United States v. Dantzler, No. 13-2930-cr (2d Cir. Nov. 14, 2014) (Cabranes, Carney and Droney), available here
The Armed Career Criminal Act (ACCA), 18 U.S.C. § 924(e),
mandates a 15-year minimum sentence for certain firearms offenses if a
defendant “has three previous convictions ... for a violent felony or a serious
drug offense, or both, committed on occasions different from one another.” In this case, the Circuit held that in
determining whether prior offenses were “committed on occasions different from
one another,” a district court is limited to consulting documents approved in Taylor v. United States, 495 U.S. 575
(1990) and Shepard v. United States,
544 U.S. 13 (2005). That is, a district
court may consider the fact of the prior conviction, the statutory definition
of the offense, the charging document, the jury instructions, the written plea
agreement, the transcript of plea colloquy, and any explicit factual finding by
the trial court to which the defendant assented. However, it is plain error for a district
court to consider (as the court did here) non-Shepard court records, parole records, local PSRs, arrest reports,
criminal complaints, or a federal PSR that incorporates information drawn from these
sources.
Defendant pleaded guilty to felon in possession. He had three prior New York State robbery
convictions, two of which arose from conduct that occurred on the same
day. After reviewing non-Shepard materials -- in particular,
criminal complaints attached to defendant’s
sentencing submission -- indicating that the two robberies occurred an hour and
a half apart, in different boroughs, and involved different victims, the
district court (Garaufis, J.) determined that the robberies had been committed
on “different occasions” for ACCA purposes.
Defendant did not raise a Shepard
objection.
On appeal, the Circuit found plain error and reversed. The Circuit noted that under Taylor/Shepard, a district court is limited to conclusive judicial records
in determining whether a prior conviction is a “violent felony” for ACCA
purposes, and saw no reason to apply a different rule in determining whether
prior convictions were committed on “different occasions.” On the contrary, maintaining the same rule
would minimize judicial fact-finding and avoid the Sixth Amendment problems that
would result from enhancing a sentence based on judge-found facts about the
nature of prior convictions. The error
affected defendant’s substantial rights, as well as the fairness and integrity
of judicial proceedings, because it increased his mandatory minimum sentence
from 0 to 15 years and his Guidelines range from 92-115 to 168-210 months. Defendant’s submission of and reliance on the
New York criminal complaints was immaterial because the government always bears
the burden of proving the applicability of an ACCA enhancement with Shepard-approved documents.
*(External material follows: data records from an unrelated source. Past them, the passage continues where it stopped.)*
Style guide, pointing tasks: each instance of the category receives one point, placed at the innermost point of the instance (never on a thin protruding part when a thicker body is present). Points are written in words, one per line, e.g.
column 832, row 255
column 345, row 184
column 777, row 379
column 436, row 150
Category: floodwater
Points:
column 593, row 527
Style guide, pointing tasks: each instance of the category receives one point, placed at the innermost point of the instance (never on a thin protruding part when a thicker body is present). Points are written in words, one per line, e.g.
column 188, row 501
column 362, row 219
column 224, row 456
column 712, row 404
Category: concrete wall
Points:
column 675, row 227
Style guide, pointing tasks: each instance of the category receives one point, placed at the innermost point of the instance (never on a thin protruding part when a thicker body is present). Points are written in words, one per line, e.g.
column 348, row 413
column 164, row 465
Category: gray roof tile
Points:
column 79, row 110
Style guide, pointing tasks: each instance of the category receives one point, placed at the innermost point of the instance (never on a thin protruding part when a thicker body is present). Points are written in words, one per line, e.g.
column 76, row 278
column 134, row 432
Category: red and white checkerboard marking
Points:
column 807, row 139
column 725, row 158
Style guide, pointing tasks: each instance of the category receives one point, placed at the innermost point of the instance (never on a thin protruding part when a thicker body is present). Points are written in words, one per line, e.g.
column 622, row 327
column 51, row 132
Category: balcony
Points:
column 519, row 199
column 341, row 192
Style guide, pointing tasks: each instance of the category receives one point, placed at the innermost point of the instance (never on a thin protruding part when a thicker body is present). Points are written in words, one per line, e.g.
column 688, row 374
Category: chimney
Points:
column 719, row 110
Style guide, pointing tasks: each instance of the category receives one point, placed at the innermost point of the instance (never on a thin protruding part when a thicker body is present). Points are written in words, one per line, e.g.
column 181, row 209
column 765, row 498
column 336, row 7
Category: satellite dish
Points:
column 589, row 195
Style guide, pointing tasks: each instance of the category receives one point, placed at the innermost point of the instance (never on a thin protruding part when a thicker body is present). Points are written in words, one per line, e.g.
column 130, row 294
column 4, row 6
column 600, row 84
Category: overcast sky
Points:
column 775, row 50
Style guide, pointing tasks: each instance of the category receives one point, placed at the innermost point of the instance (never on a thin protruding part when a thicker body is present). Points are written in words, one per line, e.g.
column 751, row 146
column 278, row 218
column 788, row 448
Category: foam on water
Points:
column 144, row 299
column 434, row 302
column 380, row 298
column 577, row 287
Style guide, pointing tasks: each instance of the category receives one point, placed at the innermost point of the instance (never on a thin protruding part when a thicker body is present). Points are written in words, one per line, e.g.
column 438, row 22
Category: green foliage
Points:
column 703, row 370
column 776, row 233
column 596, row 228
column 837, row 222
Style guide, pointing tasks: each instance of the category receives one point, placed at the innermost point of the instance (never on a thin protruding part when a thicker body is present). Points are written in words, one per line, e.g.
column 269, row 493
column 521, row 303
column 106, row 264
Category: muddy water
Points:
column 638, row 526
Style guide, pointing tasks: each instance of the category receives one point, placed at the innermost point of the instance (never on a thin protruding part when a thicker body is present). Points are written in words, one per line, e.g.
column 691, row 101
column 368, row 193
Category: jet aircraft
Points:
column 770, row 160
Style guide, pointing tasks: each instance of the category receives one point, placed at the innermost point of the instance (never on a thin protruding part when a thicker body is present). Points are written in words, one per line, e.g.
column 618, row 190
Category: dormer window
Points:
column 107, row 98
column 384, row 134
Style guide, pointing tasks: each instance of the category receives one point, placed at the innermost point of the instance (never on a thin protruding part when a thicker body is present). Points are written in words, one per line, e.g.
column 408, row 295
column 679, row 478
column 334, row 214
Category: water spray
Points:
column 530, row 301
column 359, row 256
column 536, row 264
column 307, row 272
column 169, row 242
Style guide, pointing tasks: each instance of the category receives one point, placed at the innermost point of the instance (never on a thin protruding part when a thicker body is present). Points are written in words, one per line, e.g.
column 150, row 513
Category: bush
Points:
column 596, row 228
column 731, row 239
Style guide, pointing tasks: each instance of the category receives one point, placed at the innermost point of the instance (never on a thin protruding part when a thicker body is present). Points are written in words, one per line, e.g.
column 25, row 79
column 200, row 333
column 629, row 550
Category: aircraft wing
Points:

The Circuit did not foreclose the possibility that a
district court could consider a PSR “derived in whole, or in large part,” from Shepard-approved documents. Likewise, the Circuit acknowledged that
materials provided in the parties’ sentencing submissions or incorporated into
the PSR might be analogous to Shepard-approved
documents, and remanded for the district court to consider that possibility in
this case.
[Disclosure: Federal Defenders of New York, Inc.,
represents the defendant, Zephaniah Dantzler, in this case.]